3. Waking Up In the Middle of the Night

Finally, the sleep complaint that is probably the hardest to hack is waking up in the middle of the night. Again, magnesium could be the answer to this as people with low magnesium often experience restless sleep and wake up frequently during the night. However, for extremely light sleepers, it could be as simple as hacking your bedroom. Does the light outside or first thing in the morning wake you up? Try making your room as dark as possible with some blackout curtains and using electrical tape on any annoying little lights in your room. Maybe it’s outside noises or the lack of noise that wakes you. Earplugs work well for blocking outside noises, and white noise sound machines buffer disturbing sounds, creating a quiet cocoon, regardless of your surroundings.

Sometimes people wake up in the night because they have to use the restroom, so avoiding liquids 2 hours before bed is a good practice to mitigate this. However, if you’re waking up and you don’t really know why, it could possibly be that your body has depleted it’s glucose supply, our body’s go-to energy and fuel for the brain. Our bodies store extra glucose in the liver as glycogen, but if we eat too early or perhaps not enough carbohydrates, then we won’t have much extra glucose reserves.  In turn this stresses the body causing the adrenal glands to pump cortisol and begin glycogenesis. This process naturally regulates the body’s blood sugar, however for those with blood sugar imbalances, HPA axis dysregulation  or adrenal insufficiency the cortisol spike can cause a sudden awakening. A great sleep hack for this is having some good quality local raw honey for some extra glucose. Just a teaspoon is all you need right before bed. Surprisingly, raw honey has a lower glycemic index and lesser impact on insulin than other sugars and is great for glycogen reserves. Try this remedy if you’re always waking up in the middle of the night.  

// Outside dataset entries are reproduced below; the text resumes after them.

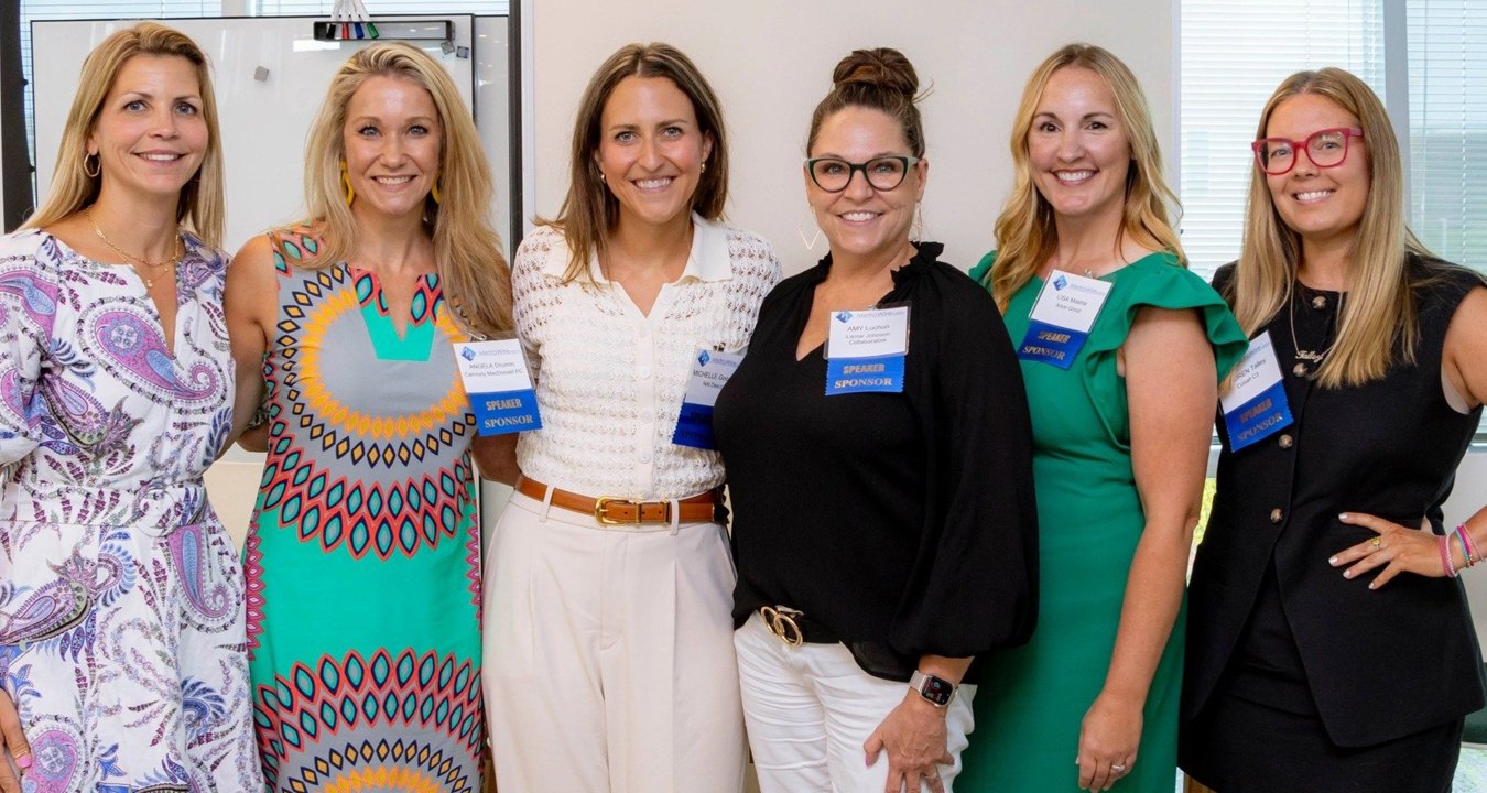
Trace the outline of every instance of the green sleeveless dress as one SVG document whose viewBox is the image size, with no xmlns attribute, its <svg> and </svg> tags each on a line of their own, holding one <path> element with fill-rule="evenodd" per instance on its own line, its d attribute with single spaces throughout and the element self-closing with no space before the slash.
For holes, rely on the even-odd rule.
<svg viewBox="0 0 1487 793">
<path fill-rule="evenodd" d="M 972 271 L 989 281 L 995 254 Z M 1038 495 L 1038 628 L 1023 647 L 977 661 L 975 732 L 956 793 L 1078 790 L 1080 723 L 1094 702 L 1115 647 L 1126 577 L 1145 525 L 1130 458 L 1130 409 L 1115 351 L 1142 306 L 1196 309 L 1222 378 L 1248 341 L 1224 301 L 1201 278 L 1154 253 L 1102 278 L 1114 284 L 1090 336 L 1065 370 L 1022 362 L 1033 430 Z M 1014 344 L 1028 332 L 1042 280 L 1007 306 Z M 1112 790 L 1172 793 L 1178 757 L 1184 613 L 1146 696 L 1145 728 L 1132 772 Z"/>
</svg>

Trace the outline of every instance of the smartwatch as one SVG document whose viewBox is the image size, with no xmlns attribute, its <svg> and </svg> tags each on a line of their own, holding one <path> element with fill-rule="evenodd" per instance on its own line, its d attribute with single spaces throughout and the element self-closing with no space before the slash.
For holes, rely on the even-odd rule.
<svg viewBox="0 0 1487 793">
<path fill-rule="evenodd" d="M 919 670 L 915 670 L 915 674 L 909 677 L 909 687 L 937 708 L 949 705 L 950 699 L 955 698 L 956 689 L 955 683 L 950 683 L 943 677 L 925 674 Z"/>
</svg>

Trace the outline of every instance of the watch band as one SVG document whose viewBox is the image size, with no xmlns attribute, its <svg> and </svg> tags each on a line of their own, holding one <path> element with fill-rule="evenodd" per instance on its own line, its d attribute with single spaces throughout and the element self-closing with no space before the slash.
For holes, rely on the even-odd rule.
<svg viewBox="0 0 1487 793">
<path fill-rule="evenodd" d="M 955 699 L 955 692 L 959 689 L 959 686 L 943 677 L 925 674 L 919 670 L 915 670 L 915 674 L 909 677 L 909 687 L 917 692 L 925 702 L 929 702 L 937 708 L 949 705 L 950 701 Z"/>
</svg>

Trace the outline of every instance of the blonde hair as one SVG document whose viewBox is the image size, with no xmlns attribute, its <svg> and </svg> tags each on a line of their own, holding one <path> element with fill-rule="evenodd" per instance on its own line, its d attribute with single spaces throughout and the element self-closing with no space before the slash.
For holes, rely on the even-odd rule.
<svg viewBox="0 0 1487 793">
<path fill-rule="evenodd" d="M 474 119 L 445 68 L 406 43 L 372 45 L 346 60 L 330 79 L 305 146 L 306 225 L 315 228 L 324 243 L 314 260 L 300 266 L 330 266 L 351 254 L 355 219 L 341 184 L 346 109 L 351 97 L 372 77 L 413 82 L 428 92 L 439 112 L 443 140 L 436 184 L 440 201 L 431 193 L 424 199 L 424 223 L 434 241 L 434 268 L 445 299 L 455 308 L 457 324 L 486 336 L 510 330 L 512 271 L 491 225 L 495 189 Z"/>
<path fill-rule="evenodd" d="M 697 129 L 712 138 L 712 153 L 697 179 L 697 190 L 691 195 L 691 211 L 708 220 L 723 217 L 723 205 L 729 199 L 729 141 L 723 128 L 723 104 L 687 55 L 666 43 L 626 45 L 610 55 L 589 79 L 589 86 L 578 100 L 578 115 L 572 125 L 572 147 L 570 149 L 568 195 L 562 199 L 556 219 L 537 219 L 537 223 L 561 229 L 568 244 L 568 268 L 564 283 L 574 278 L 589 278 L 589 254 L 604 254 L 610 232 L 620 220 L 620 202 L 610 187 L 599 180 L 593 155 L 599 150 L 599 125 L 610 94 L 626 77 L 666 77 L 691 101 L 697 116 Z"/>
<path fill-rule="evenodd" d="M 1182 243 L 1169 220 L 1178 211 L 1178 196 L 1161 176 L 1161 147 L 1157 144 L 1146 95 L 1120 58 L 1094 45 L 1074 43 L 1059 49 L 1033 70 L 1013 121 L 1011 150 L 1017 179 L 1002 205 L 1002 214 L 996 217 L 996 265 L 990 274 L 992 293 L 1002 311 L 1007 311 L 1013 295 L 1038 274 L 1059 245 L 1053 207 L 1033 183 L 1028 132 L 1048 80 L 1062 68 L 1087 68 L 1099 74 L 1115 95 L 1115 115 L 1130 140 L 1132 156 L 1126 173 L 1121 235 L 1145 248 L 1170 251 L 1179 265 L 1187 266 Z"/>
<path fill-rule="evenodd" d="M 1341 68 L 1298 71 L 1285 79 L 1259 115 L 1255 137 L 1264 137 L 1270 116 L 1301 94 L 1325 97 L 1358 119 L 1368 162 L 1368 198 L 1349 251 L 1347 301 L 1341 306 L 1337 342 L 1317 367 L 1317 384 L 1329 388 L 1380 379 L 1393 360 L 1395 342 L 1414 362 L 1417 327 L 1411 299 L 1408 254 L 1430 256 L 1404 219 L 1404 162 L 1389 115 L 1364 80 Z M 1356 143 L 1355 143 L 1356 146 Z M 1301 265 L 1301 235 L 1280 219 L 1265 174 L 1249 179 L 1245 247 L 1228 292 L 1245 333 L 1264 327 L 1291 299 Z"/>
<path fill-rule="evenodd" d="M 217 97 L 211 89 L 207 54 L 184 33 L 158 22 L 140 22 L 113 33 L 83 61 L 77 77 L 77 94 L 67 112 L 61 146 L 57 149 L 57 170 L 46 199 L 21 228 L 40 229 L 91 205 L 103 187 L 103 173 L 88 176 L 88 137 L 92 135 L 103 112 L 103 103 L 113 91 L 123 64 L 135 55 L 186 58 L 196 73 L 201 92 L 201 118 L 207 123 L 207 150 L 196 174 L 181 187 L 175 204 L 175 222 L 186 226 L 202 243 L 220 248 L 226 210 L 223 207 L 222 134 L 217 129 Z M 100 155 L 101 156 L 101 155 Z"/>
</svg>

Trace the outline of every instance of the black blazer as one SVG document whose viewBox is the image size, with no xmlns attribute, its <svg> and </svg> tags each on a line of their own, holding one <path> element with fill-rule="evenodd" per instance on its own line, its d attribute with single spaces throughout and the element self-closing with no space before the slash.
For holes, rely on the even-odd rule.
<svg viewBox="0 0 1487 793">
<path fill-rule="evenodd" d="M 1344 525 L 1343 510 L 1402 525 L 1441 504 L 1481 418 L 1454 412 L 1441 393 L 1445 329 L 1480 275 L 1411 257 L 1420 327 L 1416 363 L 1398 356 L 1381 381 L 1320 388 L 1294 372 L 1292 311 L 1267 330 L 1295 423 L 1219 457 L 1218 492 L 1193 567 L 1184 717 L 1197 716 L 1234 655 L 1267 568 L 1274 564 L 1285 614 L 1328 735 L 1371 745 L 1447 723 L 1483 707 L 1481 652 L 1459 580 L 1404 574 L 1378 591 L 1328 565 L 1374 533 Z M 1234 265 L 1213 286 L 1227 293 Z M 1298 290 L 1300 326 L 1331 298 Z M 1309 336 L 1303 336 L 1307 339 Z M 1219 421 L 1224 434 L 1224 423 Z"/>
</svg>

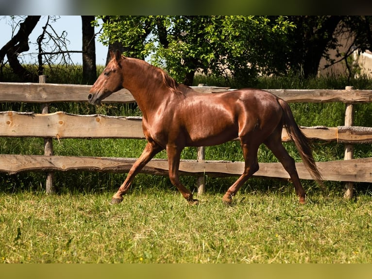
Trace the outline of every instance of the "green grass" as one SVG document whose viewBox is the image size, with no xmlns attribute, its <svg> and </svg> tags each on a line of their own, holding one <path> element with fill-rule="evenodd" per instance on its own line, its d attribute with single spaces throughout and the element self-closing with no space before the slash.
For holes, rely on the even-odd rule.
<svg viewBox="0 0 372 279">
<path fill-rule="evenodd" d="M 293 191 L 222 193 L 190 207 L 175 191 L 0 194 L 3 262 L 370 262 L 372 196 L 353 201 Z"/>
<path fill-rule="evenodd" d="M 81 69 L 51 71 L 48 82 L 79 84 Z M 66 73 L 68 72 L 68 74 Z M 61 79 L 58 79 L 60 78 Z M 198 83 L 226 86 L 223 81 L 197 79 Z M 233 83 L 230 84 L 233 87 Z M 261 78 L 263 89 L 372 89 L 371 80 L 342 77 L 302 80 L 296 77 Z M 249 86 L 250 85 L 247 85 Z M 302 126 L 342 125 L 340 103 L 291 104 Z M 0 104 L 1 111 L 40 112 L 32 104 Z M 372 126 L 372 104 L 355 105 L 355 125 Z M 133 105 L 51 104 L 51 112 L 78 114 L 140 115 Z M 42 139 L 0 138 L 0 153 L 43 153 Z M 130 139 L 53 140 L 57 155 L 136 157 L 146 141 Z M 313 141 L 316 160 L 342 159 L 344 146 Z M 293 143 L 286 148 L 297 161 Z M 371 144 L 355 144 L 355 157 L 372 157 Z M 184 159 L 195 159 L 186 148 Z M 156 157 L 166 158 L 164 152 Z M 264 146 L 259 161 L 277 159 Z M 243 159 L 239 142 L 206 148 L 208 160 Z M 320 188 L 304 180 L 308 194 L 298 204 L 287 181 L 251 178 L 226 207 L 221 198 L 236 177 L 206 176 L 207 192 L 190 207 L 167 176 L 138 174 L 123 202 L 111 206 L 111 196 L 126 174 L 56 172 L 58 195 L 45 193 L 45 174 L 0 174 L 0 262 L 369 262 L 372 256 L 370 183 L 355 183 L 355 197 L 342 197 L 344 184 L 326 181 Z M 196 178 L 181 182 L 196 192 Z"/>
</svg>

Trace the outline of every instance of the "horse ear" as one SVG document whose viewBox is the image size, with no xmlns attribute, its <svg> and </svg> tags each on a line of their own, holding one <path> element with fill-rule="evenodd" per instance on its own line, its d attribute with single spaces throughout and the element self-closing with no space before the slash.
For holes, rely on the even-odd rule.
<svg viewBox="0 0 372 279">
<path fill-rule="evenodd" d="M 111 57 L 111 59 L 115 57 L 115 54 L 114 53 L 114 52 L 113 52 L 111 50 L 110 50 L 110 57 Z"/>
<path fill-rule="evenodd" d="M 121 53 L 120 53 L 120 52 L 118 50 L 116 51 L 116 53 L 115 53 L 115 59 L 116 59 L 116 62 L 118 62 L 120 60 L 121 60 Z"/>
</svg>

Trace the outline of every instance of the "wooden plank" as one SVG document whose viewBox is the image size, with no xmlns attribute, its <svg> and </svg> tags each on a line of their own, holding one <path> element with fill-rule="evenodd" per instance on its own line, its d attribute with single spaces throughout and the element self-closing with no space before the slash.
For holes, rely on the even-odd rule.
<svg viewBox="0 0 372 279">
<path fill-rule="evenodd" d="M 0 155 L 0 172 L 16 174 L 25 171 L 66 171 L 70 170 L 127 173 L 136 159 L 43 156 L 37 155 Z M 345 161 L 320 162 L 317 163 L 325 180 L 372 182 L 372 158 Z M 279 163 L 260 163 L 260 169 L 254 176 L 289 179 L 289 176 Z M 296 163 L 300 178 L 312 179 L 302 163 Z M 243 172 L 242 162 L 207 161 L 197 162 L 181 160 L 180 174 L 217 176 L 239 175 Z M 141 172 L 152 174 L 168 175 L 166 160 L 152 159 Z"/>
<path fill-rule="evenodd" d="M 0 83 L 0 102 L 50 103 L 66 102 L 87 102 L 90 85 L 72 84 L 40 84 L 31 83 Z M 228 87 L 195 87 L 203 93 L 227 90 Z M 130 92 L 122 89 L 108 97 L 102 103 L 133 103 Z"/>
<path fill-rule="evenodd" d="M 91 86 L 69 84 L 0 83 L 0 102 L 56 103 L 87 102 Z M 225 90 L 227 87 L 194 87 L 200 92 L 210 93 Z M 341 102 L 347 104 L 372 102 L 371 90 L 266 89 L 288 102 L 325 103 Z M 132 94 L 123 89 L 104 100 L 103 103 L 134 102 Z"/>
<path fill-rule="evenodd" d="M 370 103 L 371 90 L 270 89 L 267 91 L 288 103 Z"/>
<path fill-rule="evenodd" d="M 310 139 L 340 143 L 372 142 L 372 128 L 368 127 L 302 127 L 301 130 Z M 82 116 L 63 112 L 0 112 L 0 137 L 144 139 L 141 118 Z M 290 140 L 285 129 L 282 139 L 284 141 Z"/>
<path fill-rule="evenodd" d="M 100 115 L 0 113 L 2 137 L 144 139 L 141 119 Z"/>
</svg>

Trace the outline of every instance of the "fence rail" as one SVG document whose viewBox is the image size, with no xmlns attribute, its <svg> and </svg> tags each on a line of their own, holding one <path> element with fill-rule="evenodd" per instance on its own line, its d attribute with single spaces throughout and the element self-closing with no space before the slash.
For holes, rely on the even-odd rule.
<svg viewBox="0 0 372 279">
<path fill-rule="evenodd" d="M 45 83 L 0 83 L 0 102 L 26 102 L 42 104 L 57 102 L 87 102 L 90 86 Z M 195 90 L 211 93 L 226 87 L 195 87 Z M 326 103 L 339 102 L 352 109 L 353 104 L 372 102 L 372 91 L 352 90 L 270 89 L 288 102 Z M 112 94 L 106 103 L 132 103 L 132 95 L 126 89 Z M 350 110 L 350 109 L 349 109 Z M 351 113 L 352 119 L 352 112 Z M 348 117 L 350 118 L 350 116 Z M 77 115 L 63 112 L 35 114 L 14 111 L 0 112 L 0 137 L 33 137 L 44 138 L 133 138 L 144 139 L 140 118 L 109 117 L 101 115 Z M 336 140 L 350 144 L 372 142 L 372 128 L 346 126 L 327 127 L 302 127 L 308 138 L 326 141 Z M 282 140 L 289 138 L 283 130 Z M 203 154 L 203 152 L 201 152 Z M 372 182 L 372 158 L 319 162 L 323 178 L 327 180 Z M 135 158 L 73 156 L 0 155 L 0 172 L 15 174 L 26 171 L 66 171 L 71 170 L 127 172 Z M 152 159 L 142 172 L 168 174 L 166 160 Z M 311 179 L 302 163 L 296 163 L 300 178 Z M 240 175 L 243 163 L 205 161 L 203 155 L 195 160 L 182 160 L 181 174 L 216 176 Z M 288 179 L 282 165 L 260 163 L 254 174 L 260 177 Z"/>
</svg>

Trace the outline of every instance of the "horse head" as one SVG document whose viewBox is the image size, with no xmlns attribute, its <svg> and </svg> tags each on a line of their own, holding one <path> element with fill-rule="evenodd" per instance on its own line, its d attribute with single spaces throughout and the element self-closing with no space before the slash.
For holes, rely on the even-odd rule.
<svg viewBox="0 0 372 279">
<path fill-rule="evenodd" d="M 123 88 L 123 78 L 121 63 L 123 58 L 118 51 L 110 51 L 111 60 L 97 78 L 89 90 L 89 102 L 99 105 L 101 101 Z"/>
</svg>

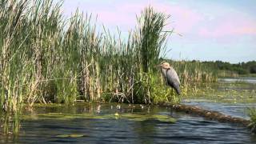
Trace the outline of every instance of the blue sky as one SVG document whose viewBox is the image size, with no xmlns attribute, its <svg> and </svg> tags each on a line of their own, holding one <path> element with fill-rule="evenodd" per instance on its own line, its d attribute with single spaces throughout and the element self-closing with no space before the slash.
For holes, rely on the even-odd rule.
<svg viewBox="0 0 256 144">
<path fill-rule="evenodd" d="M 55 0 L 58 1 L 58 0 Z M 236 63 L 256 60 L 255 0 L 66 0 L 65 15 L 80 10 L 98 16 L 113 33 L 126 35 L 136 26 L 136 14 L 150 5 L 170 14 L 166 57 L 176 60 L 222 60 Z"/>
</svg>

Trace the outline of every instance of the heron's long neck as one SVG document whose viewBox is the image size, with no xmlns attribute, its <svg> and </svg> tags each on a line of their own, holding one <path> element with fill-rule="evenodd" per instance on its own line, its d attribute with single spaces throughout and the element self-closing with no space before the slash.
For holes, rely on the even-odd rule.
<svg viewBox="0 0 256 144">
<path fill-rule="evenodd" d="M 164 76 L 165 78 L 166 77 L 166 71 L 167 71 L 166 69 L 163 69 L 163 68 L 161 69 L 162 74 L 162 76 Z"/>
</svg>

More than one sleep issue?

Lastly, a sleep tool that seems to help all three common sleep complaints is Earthing or Grounding. You can learn more about Earthing in this Noom blog:  The Benefits of Earthing and How to Do It. Using a hrounding product such as an Earthing mat or sheet while you sleep has reported tremendous improvements in people’s sleep quality from falling asleep quicker to higher quality sleep. If you’re dealing with multiple sleep issues, this might be the best bet!

Sleep can be tricky, but once you figure out your issue, hacking it becomes easier. Play detective, try out some of these different tools, and track your results. Good quality sleep is worth finding the right tools and hacks that work for you!